In an unsigned statement, the medical school announced that its review by a three-member panel had been completed. It said Tosteson had met with Mack and "urged Dr. Mack . . . not, in any way, to violate the high standards for the conduct of clinical practice and clinical investigation that have been the hallmarks of this faculty." The dean also "reaffirmed Dr. Mack's academic freedom" and noted he remains a "member in good standing" of the faculty. "No further comment will be made," the statement concluded. Mack and his supporters said they welcomed the outcome.

"This proceeding never should have taken place," said Eric MacLeish, the attorney representing Mack, who is vacationing. "It has been an extraordinary experience for someone who has done nothing wrong." The lawyer emphasized the issue was never medical malpractice. In fact, MacLeish said, Mack presented the Harvard committee with witnesses and affidavits testifying to his's clinical success in treating patients who claim they were abducted by aliens.

Until last year, Mack was a respected senior psychiatrist with a number of impressive accomplishments who was known for his enthusiasm for such unorthodox movements as Erhard Seminar Training (est), a motivational therapy popular in the 1970s.

Author of a Pulitzer Prize-winning biography of T.E. Lawrence (popularly known as Lawrence of Arabia), Mack was also the founder of the psychiatry department at Cambridge Hospital. In the early 1990s, he became interested in alien abduction. Soon, dozens of alleged victims were flocking to him for treatment. Mack wrote that he gradually became convinced they were not mentally ill and had symptoms similar to those of trauma victims. Eventually, he published his findings in a book that became a bestseller.

At some points in the book, Mack is careful to hedge. He wrote, for example, "We do not know if any of these phenomena exist literally on the purely material plane of reality." But at other points, Mack seemed to accept existence of aliens.

The medical school's investigation of Mack's research was initiated by Tosteson in May 1994, who has refused to speak with reporters about the matter. He never indicated what possible penalties Mack faced.

At issue was the soundness of Mack's research methods, according to the chairman of the ad hoc investigating committee, Arnold Relman, a professor emeritus at Harvard Medical School and editor emeritus of the New England Journal of Medicine. Relman said the dean had received "many, many complaints" about Mack.

He said the review was prompted by Mack's "astounding" claims about the reality of alien abduction, which were not backed by evidence submitted toscholarly journals for scrutiny by colleagues.
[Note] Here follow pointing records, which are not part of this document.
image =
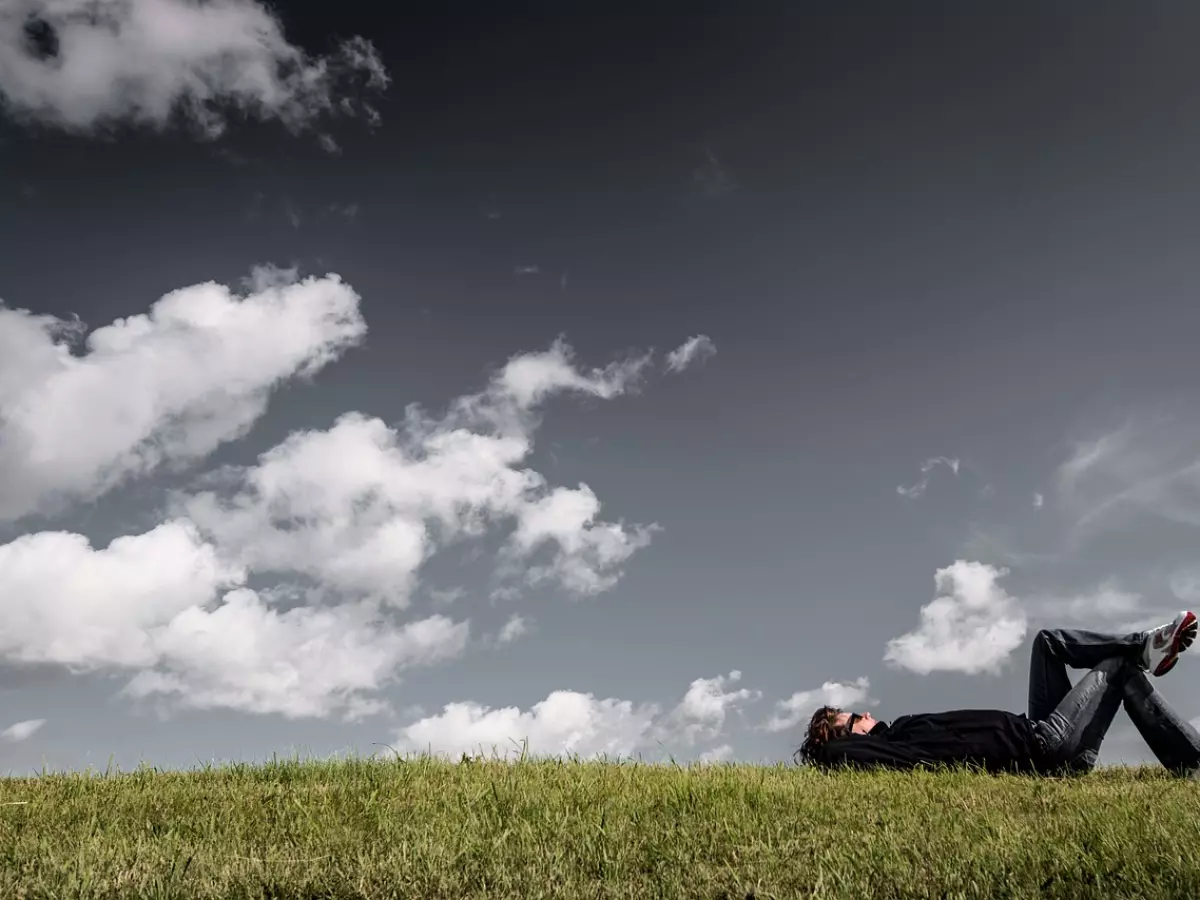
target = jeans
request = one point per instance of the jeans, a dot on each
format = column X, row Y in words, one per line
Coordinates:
column 1071, row 723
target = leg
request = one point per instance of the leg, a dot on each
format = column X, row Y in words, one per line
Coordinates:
column 1173, row 739
column 1071, row 736
column 1057, row 649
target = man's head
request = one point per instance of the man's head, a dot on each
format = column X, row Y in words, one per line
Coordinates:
column 855, row 723
column 829, row 723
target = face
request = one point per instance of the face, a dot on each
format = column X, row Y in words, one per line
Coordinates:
column 863, row 721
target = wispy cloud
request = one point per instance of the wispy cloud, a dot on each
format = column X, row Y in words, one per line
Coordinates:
column 1147, row 467
column 711, row 177
column 515, row 628
column 801, row 706
column 927, row 469
column 693, row 351
column 81, row 66
column 574, row 723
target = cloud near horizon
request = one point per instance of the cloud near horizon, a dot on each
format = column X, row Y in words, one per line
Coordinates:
column 22, row 731
column 798, row 708
column 81, row 65
column 573, row 723
column 342, row 519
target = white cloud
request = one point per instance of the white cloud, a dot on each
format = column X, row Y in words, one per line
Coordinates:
column 695, row 349
column 1149, row 466
column 573, row 723
column 153, row 603
column 703, row 709
column 345, row 517
column 307, row 661
column 22, row 731
column 143, row 61
column 801, row 706
column 971, row 627
column 65, row 603
column 927, row 469
column 718, row 754
column 564, row 723
column 516, row 627
column 588, row 555
column 360, row 507
column 167, row 387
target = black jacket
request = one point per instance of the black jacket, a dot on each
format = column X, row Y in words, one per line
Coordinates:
column 994, row 739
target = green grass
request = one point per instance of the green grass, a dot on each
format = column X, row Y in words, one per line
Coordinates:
column 423, row 828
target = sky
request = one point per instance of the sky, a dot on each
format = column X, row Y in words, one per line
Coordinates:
column 628, row 383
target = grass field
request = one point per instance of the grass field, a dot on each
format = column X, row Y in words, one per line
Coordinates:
column 427, row 828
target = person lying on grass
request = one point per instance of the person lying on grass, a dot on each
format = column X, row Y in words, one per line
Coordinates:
column 1065, row 725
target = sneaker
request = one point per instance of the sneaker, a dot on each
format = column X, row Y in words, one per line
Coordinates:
column 1167, row 642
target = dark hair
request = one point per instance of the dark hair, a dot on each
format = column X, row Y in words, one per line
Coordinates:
column 822, row 729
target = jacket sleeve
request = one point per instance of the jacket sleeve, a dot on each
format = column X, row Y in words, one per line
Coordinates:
column 864, row 751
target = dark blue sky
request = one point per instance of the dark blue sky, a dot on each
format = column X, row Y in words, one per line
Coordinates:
column 910, row 233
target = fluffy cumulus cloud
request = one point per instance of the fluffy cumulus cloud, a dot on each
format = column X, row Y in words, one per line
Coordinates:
column 67, row 603
column 798, row 708
column 306, row 661
column 360, row 507
column 341, row 520
column 84, row 64
column 163, row 387
column 570, row 723
column 972, row 625
column 156, row 604
column 927, row 472
column 695, row 349
column 22, row 731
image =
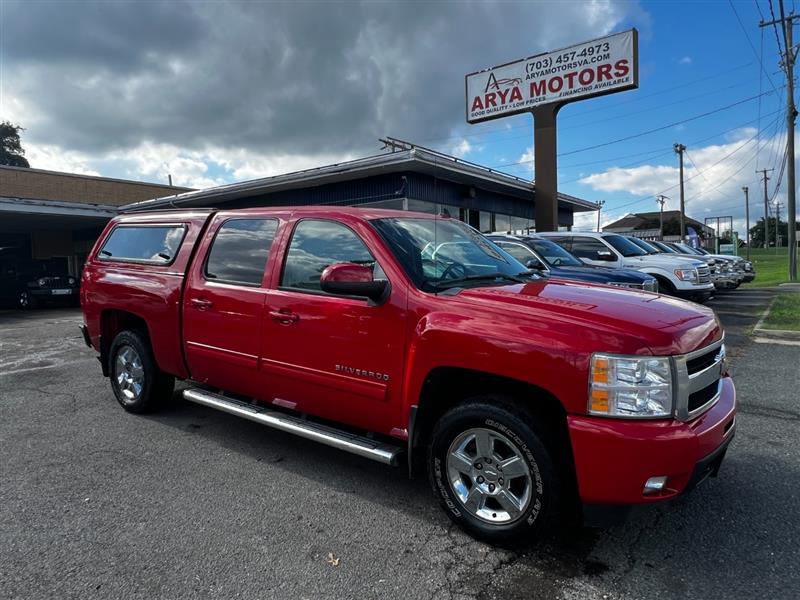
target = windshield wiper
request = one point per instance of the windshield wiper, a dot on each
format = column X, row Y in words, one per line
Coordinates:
column 518, row 278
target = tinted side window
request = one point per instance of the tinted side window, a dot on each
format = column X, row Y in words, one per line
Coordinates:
column 519, row 251
column 587, row 248
column 240, row 250
column 143, row 243
column 316, row 245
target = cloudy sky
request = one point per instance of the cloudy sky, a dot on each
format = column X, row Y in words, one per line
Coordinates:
column 214, row 92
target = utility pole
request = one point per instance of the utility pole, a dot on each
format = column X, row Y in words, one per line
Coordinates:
column 600, row 204
column 789, row 57
column 661, row 198
column 766, row 206
column 747, row 219
column 680, row 149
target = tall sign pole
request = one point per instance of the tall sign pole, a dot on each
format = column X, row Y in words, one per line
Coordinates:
column 747, row 219
column 766, row 206
column 680, row 149
column 545, row 159
column 789, row 58
column 542, row 85
column 661, row 199
column 600, row 204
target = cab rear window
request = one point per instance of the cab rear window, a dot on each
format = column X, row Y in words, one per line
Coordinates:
column 157, row 244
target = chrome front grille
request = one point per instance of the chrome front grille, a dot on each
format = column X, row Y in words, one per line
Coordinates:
column 698, row 378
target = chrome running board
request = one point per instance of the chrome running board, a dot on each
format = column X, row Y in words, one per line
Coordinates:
column 343, row 440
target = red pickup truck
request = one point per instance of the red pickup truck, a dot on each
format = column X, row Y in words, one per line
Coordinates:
column 395, row 334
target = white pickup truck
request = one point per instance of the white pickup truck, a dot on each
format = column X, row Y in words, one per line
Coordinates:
column 677, row 276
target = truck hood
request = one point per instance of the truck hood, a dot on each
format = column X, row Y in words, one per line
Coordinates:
column 664, row 325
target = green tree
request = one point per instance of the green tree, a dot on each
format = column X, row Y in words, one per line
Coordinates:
column 11, row 151
column 757, row 232
column 671, row 226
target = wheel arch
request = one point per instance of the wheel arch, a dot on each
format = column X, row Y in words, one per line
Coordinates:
column 112, row 322
column 446, row 387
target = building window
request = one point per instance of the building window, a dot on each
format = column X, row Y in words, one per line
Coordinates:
column 315, row 246
column 502, row 223
column 521, row 225
column 486, row 222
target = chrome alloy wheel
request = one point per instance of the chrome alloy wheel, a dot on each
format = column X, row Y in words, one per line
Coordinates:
column 129, row 373
column 489, row 475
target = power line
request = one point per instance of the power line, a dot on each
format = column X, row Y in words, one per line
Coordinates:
column 744, row 31
column 663, row 127
column 659, row 152
column 775, row 27
column 737, row 149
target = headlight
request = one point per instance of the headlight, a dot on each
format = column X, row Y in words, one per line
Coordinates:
column 634, row 286
column 630, row 386
column 686, row 274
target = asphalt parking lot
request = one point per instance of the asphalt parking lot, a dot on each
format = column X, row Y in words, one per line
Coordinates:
column 97, row 503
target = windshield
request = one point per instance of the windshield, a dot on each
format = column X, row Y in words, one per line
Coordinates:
column 663, row 247
column 624, row 246
column 554, row 255
column 646, row 246
column 442, row 253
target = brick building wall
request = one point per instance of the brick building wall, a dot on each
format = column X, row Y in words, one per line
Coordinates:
column 68, row 187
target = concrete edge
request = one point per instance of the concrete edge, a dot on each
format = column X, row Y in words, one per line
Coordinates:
column 773, row 334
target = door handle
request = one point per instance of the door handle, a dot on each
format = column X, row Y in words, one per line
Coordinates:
column 284, row 316
column 201, row 303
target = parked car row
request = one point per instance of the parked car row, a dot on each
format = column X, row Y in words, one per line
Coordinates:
column 626, row 261
column 412, row 339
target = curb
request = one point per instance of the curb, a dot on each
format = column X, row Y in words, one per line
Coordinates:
column 774, row 334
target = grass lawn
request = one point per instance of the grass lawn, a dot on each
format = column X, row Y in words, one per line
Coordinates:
column 784, row 313
column 771, row 265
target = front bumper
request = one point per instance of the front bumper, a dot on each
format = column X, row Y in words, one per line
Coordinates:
column 722, row 282
column 54, row 292
column 615, row 457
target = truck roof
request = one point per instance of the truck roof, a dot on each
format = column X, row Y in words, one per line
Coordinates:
column 363, row 213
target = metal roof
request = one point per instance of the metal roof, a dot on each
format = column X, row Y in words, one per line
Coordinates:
column 414, row 159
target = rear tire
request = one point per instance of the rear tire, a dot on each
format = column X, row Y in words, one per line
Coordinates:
column 665, row 286
column 138, row 384
column 491, row 471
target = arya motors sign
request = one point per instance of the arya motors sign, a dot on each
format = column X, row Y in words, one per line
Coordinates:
column 602, row 66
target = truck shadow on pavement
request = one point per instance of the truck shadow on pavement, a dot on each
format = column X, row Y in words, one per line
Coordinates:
column 711, row 530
The investigation "was a critical review of his scholarly methods by his faculty peers set up by the many, many questions raised about the way he was doing what he was doing," Relman said. "We were not a disciplinary committee." Critics faulted the process for its secrecy and possible "chilling effect" on other researchers.

Harvard Law School professor Alan Dershowitz, who is critical of Mack's methods but defends his right to choose his research topics, said that while he applauded the outcome, the investigation had been a mistake.

"In the end, having to to hire a law firm to defend your research will chill controversy," Dershowitz said.